Not seeing the truth
It was nine years ago this month when I finally acknowledged, without any further excuses or caveats, that my relationship with alcohol was destructive and damaging and I’d better quit drinking alcohol if I was to have any hope of a happy and healthy life.
When I look back on my boozy years now, I find it bizarre that I was pouring such vast quantities of a mind-altering substance down my throat, with such frequently awful repercussions, and yet (mostly) I found it perfectly acceptable to continue doing so.
Once in a blue moon, friends would rebuke me for getting completely smashed and acting in a way that was shameful/embarrassing/aggressive/flirtatious. I would very occasionally, after a particularly heavy session, ponder whether or not I was “an alcoholic”. And every so often, I would wake up with the most horrendous hangover and decide that I would never drink alcohol again – only to pour another glass a few days, or weeks, later, once the shocking memories and nausea had worn off and I’d managed to convince myself (yet again) that I did not actually have an alcohol problem.
Alcohol norm, alcohol harm, alcohol profits
Where did this inability to see the truth come from? To a large extent, it emerged from the collective denial that we, as a nation of binge drinkers, demonstrate in our attitudes towards alcohol. We are brought up from an early age bombarded by reassurances and “evidence” supporting the notion that alcohol is normal, fun, expected, sophisticated, glamorous, sexy, and grown-up; an essential part of life. Moreover, we are rarely exposed to the competing message – that alcohol is not required for fun, is a known carcinogenic, and, rather than making us look sexy and glamorous, actually turns many of us when we over-indulge into obnoxious, repetitive, careless, and thoughtless individuals (not to mention being a causal factor in over 200 different disease and injury conditions).
The alcohol industry certainly plays its part in reinforcing the positives of booze. Its usage of the phrase “responsible drinker” and preferred demarcation of “responsible drinkers” and “alcoholics” adds to society’s perception that those who become ill because of alcohol have only themselves to blame, whereas the ones who can moderate are respectable adults who are innocently enjoying one of life’s little pleasures.
But we know that the industry earns the majority of its revenues from heavy alcohol users; at the opposite end of the spectrum, those imbibing the very occasional sherry or small glass of wine are not money-makers and therefore of little consequence to the shareholders of Big Alcohol. It’s the people who drank like I once did (a lot; frequently) who comprise the booze manufacturers’ most valued customer base.
Who is benefiting?
As we see all kinds of businesses swiftly transforming their marketing and advertising strategies during the coronavirus pandemic in order to appeal to the consumer stuck at home on lockdown, feeling anxious and stressed, it’s notable that alcohol companies are also jumping on the bandwagon.
And to many, this is the ideal time to get stuck into the ‘quarantinis’, with no regular work schedules to adhere to and the rules of normal life having vanished into thin air. Evidence of heavy alcohol consumption as a mass response to the lockdown can be seen thousands of times over, every day, on social media.
But ask yourself this; when the ‘fun drinking’ turns into a coping mechanism to relieve the angst and worry; when the financial strain of lockdown becomes overwhelming and alcohol is relied upon to numb it out; when frustration and boredom become fuelled by booze and transform into violence and arguments; when getting up for school and work has morphed into lying in bed most mornings with a terrible hangover and a bellyful of regret – who’s benefitting then?
From denial to awareness
In my experience, for many binge drinkers, there’s a truckload of negative consequences that go hand-in-hand with any perceived benefits from alcohol.
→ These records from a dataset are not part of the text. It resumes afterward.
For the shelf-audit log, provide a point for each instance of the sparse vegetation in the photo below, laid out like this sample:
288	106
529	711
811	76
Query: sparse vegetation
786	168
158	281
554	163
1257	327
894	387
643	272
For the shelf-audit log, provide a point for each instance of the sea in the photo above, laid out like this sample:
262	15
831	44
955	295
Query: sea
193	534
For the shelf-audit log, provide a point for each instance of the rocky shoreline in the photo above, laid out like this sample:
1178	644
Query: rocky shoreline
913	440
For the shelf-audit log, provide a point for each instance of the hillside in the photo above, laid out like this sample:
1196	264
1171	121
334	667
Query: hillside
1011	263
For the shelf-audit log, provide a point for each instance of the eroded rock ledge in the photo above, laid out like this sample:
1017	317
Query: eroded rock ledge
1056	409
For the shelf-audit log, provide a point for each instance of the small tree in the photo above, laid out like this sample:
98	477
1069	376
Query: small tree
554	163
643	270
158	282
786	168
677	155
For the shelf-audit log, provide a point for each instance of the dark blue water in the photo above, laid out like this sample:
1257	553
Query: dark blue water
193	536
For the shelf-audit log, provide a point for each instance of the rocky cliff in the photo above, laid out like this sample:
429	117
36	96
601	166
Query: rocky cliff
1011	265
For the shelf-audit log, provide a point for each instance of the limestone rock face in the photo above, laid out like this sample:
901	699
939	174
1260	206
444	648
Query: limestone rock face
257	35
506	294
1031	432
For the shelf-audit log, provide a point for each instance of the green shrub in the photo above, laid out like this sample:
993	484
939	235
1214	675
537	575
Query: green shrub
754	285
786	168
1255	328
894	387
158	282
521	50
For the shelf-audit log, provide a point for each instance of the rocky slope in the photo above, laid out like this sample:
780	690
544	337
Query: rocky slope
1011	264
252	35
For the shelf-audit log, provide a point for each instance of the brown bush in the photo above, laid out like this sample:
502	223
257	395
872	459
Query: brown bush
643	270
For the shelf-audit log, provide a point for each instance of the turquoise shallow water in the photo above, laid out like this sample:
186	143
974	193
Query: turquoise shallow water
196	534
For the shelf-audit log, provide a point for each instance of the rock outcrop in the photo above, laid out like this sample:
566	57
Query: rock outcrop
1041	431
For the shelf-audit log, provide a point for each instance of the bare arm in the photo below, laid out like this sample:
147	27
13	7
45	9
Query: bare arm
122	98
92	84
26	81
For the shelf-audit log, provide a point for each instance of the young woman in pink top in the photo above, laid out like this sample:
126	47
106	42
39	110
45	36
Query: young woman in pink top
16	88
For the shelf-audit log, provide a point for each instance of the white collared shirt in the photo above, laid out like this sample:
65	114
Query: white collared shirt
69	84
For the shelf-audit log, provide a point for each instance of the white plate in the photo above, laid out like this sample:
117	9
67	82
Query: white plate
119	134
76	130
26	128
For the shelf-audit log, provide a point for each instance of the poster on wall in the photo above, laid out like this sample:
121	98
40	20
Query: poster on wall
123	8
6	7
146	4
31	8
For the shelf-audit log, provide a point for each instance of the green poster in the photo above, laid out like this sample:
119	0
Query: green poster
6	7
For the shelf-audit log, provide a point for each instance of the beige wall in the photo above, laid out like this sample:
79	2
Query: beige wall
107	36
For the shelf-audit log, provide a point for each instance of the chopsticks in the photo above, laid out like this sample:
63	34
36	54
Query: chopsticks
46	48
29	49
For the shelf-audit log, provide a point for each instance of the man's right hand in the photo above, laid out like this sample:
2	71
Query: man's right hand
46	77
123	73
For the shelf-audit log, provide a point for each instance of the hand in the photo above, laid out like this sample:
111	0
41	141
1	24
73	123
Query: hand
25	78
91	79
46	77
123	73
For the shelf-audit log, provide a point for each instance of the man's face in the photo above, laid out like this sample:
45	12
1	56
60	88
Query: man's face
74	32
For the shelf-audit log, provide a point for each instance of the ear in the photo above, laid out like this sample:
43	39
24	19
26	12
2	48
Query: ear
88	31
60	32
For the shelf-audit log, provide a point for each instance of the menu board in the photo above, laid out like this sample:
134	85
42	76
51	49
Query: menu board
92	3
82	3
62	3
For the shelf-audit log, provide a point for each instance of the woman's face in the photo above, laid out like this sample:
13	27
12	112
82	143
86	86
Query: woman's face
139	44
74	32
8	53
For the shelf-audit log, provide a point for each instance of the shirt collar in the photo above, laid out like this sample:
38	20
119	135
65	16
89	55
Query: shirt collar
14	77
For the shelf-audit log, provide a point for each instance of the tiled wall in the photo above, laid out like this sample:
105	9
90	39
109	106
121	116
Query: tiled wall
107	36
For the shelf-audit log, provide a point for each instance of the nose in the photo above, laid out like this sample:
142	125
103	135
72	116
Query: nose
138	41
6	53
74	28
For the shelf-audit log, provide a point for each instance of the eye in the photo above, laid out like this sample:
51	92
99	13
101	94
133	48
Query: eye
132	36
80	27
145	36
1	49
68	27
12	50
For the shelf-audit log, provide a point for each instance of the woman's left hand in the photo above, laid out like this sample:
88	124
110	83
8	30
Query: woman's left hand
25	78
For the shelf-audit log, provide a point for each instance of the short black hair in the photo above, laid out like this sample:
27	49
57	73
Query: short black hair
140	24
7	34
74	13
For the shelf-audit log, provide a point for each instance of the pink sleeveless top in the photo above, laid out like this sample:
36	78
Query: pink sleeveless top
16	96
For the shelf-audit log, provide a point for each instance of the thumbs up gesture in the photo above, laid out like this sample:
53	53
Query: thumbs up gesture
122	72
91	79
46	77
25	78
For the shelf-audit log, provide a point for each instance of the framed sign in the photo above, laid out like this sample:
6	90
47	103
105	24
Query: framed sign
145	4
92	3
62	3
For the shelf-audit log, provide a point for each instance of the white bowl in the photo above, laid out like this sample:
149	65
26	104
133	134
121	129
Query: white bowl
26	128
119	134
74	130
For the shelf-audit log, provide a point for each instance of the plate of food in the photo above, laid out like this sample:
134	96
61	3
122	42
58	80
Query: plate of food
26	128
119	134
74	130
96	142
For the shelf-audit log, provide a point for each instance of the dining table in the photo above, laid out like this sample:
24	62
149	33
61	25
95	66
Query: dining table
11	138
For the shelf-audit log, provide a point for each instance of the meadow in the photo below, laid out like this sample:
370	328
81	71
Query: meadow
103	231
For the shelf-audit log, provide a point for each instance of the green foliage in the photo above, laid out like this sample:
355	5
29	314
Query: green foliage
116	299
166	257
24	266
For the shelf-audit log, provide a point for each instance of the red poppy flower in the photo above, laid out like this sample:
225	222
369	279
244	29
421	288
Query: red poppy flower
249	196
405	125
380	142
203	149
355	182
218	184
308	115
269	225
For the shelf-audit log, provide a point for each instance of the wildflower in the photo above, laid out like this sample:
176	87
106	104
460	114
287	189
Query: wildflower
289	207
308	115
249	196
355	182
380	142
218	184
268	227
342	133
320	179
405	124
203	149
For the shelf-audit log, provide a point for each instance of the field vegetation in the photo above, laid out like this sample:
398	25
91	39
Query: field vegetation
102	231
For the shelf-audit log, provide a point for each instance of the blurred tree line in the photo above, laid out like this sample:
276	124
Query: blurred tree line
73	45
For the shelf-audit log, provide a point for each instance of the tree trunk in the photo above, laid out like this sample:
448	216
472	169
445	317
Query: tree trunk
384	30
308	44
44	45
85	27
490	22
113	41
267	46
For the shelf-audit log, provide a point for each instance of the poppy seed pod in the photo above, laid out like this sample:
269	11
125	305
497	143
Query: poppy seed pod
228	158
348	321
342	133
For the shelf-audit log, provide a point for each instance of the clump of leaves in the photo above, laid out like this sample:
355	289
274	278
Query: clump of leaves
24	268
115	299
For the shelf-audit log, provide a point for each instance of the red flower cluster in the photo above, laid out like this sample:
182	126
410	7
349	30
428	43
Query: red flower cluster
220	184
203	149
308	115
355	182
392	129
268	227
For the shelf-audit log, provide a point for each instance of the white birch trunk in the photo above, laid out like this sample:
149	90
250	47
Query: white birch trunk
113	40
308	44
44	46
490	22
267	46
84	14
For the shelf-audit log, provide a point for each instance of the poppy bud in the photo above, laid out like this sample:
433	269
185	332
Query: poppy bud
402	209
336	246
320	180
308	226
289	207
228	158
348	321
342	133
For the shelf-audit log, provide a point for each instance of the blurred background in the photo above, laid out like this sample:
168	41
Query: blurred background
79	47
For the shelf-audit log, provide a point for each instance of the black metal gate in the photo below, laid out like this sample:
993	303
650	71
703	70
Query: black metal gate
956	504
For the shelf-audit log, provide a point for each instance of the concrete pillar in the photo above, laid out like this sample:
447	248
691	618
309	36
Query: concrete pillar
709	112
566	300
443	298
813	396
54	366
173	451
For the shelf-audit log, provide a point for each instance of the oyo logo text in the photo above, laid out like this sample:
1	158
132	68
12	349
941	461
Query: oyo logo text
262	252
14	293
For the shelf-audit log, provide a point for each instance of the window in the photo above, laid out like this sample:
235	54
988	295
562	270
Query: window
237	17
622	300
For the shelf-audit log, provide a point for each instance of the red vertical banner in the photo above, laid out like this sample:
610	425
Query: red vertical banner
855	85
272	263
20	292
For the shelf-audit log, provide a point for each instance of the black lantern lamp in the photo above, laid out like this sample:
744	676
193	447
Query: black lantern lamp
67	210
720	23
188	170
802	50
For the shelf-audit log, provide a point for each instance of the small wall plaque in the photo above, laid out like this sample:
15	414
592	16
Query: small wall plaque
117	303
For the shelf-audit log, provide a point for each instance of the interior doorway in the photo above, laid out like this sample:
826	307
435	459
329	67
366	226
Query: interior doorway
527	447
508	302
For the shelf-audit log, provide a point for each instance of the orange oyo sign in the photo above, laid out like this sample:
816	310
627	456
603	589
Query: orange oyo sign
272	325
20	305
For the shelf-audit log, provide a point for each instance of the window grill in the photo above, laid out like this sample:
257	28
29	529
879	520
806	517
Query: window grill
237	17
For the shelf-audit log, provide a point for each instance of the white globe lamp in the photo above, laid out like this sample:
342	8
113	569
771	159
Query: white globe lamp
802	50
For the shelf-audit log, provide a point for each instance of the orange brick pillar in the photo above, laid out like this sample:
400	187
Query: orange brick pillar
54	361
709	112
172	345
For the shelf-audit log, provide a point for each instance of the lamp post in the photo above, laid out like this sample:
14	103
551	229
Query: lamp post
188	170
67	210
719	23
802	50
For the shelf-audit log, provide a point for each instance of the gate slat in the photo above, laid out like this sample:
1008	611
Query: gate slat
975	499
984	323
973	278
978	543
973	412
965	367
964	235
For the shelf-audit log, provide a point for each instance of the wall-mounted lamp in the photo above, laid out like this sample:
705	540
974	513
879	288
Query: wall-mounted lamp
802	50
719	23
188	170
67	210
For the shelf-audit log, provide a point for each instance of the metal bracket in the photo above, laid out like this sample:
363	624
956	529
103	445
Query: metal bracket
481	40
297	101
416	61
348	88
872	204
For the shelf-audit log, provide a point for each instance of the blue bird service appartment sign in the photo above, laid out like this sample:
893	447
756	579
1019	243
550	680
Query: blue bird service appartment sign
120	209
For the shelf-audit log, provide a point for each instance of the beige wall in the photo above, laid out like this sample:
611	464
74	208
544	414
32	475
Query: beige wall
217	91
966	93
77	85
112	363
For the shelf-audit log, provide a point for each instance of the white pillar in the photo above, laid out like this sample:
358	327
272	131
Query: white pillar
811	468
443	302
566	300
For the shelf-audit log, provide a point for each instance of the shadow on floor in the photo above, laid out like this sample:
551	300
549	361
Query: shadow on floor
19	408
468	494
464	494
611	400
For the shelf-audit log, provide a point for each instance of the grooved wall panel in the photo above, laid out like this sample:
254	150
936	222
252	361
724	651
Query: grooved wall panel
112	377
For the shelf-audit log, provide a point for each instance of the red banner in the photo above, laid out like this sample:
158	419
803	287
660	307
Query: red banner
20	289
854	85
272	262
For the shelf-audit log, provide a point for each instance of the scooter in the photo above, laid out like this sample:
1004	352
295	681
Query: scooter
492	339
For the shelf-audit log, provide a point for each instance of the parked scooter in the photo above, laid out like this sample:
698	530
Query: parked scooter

The people who post on Soberistas (and me too, pre-2011) have all fallen foul of the trap set by the alcohol industry – that booze only lifts us temporarily because, for a short time, it resolves the very issues it causes, the ones that wouldn’t exist if you didn’t drink alcohol; that when you’re still drinking, it’s virtually impossible to recognise you can avoid those issues completely by not drinking alcohol.
At this time, when the maintenance of our mental and physical health has never been more important, why not find out for yourself if life feels better once you’ve escaped the booze trap? You might be pleasantly surprised.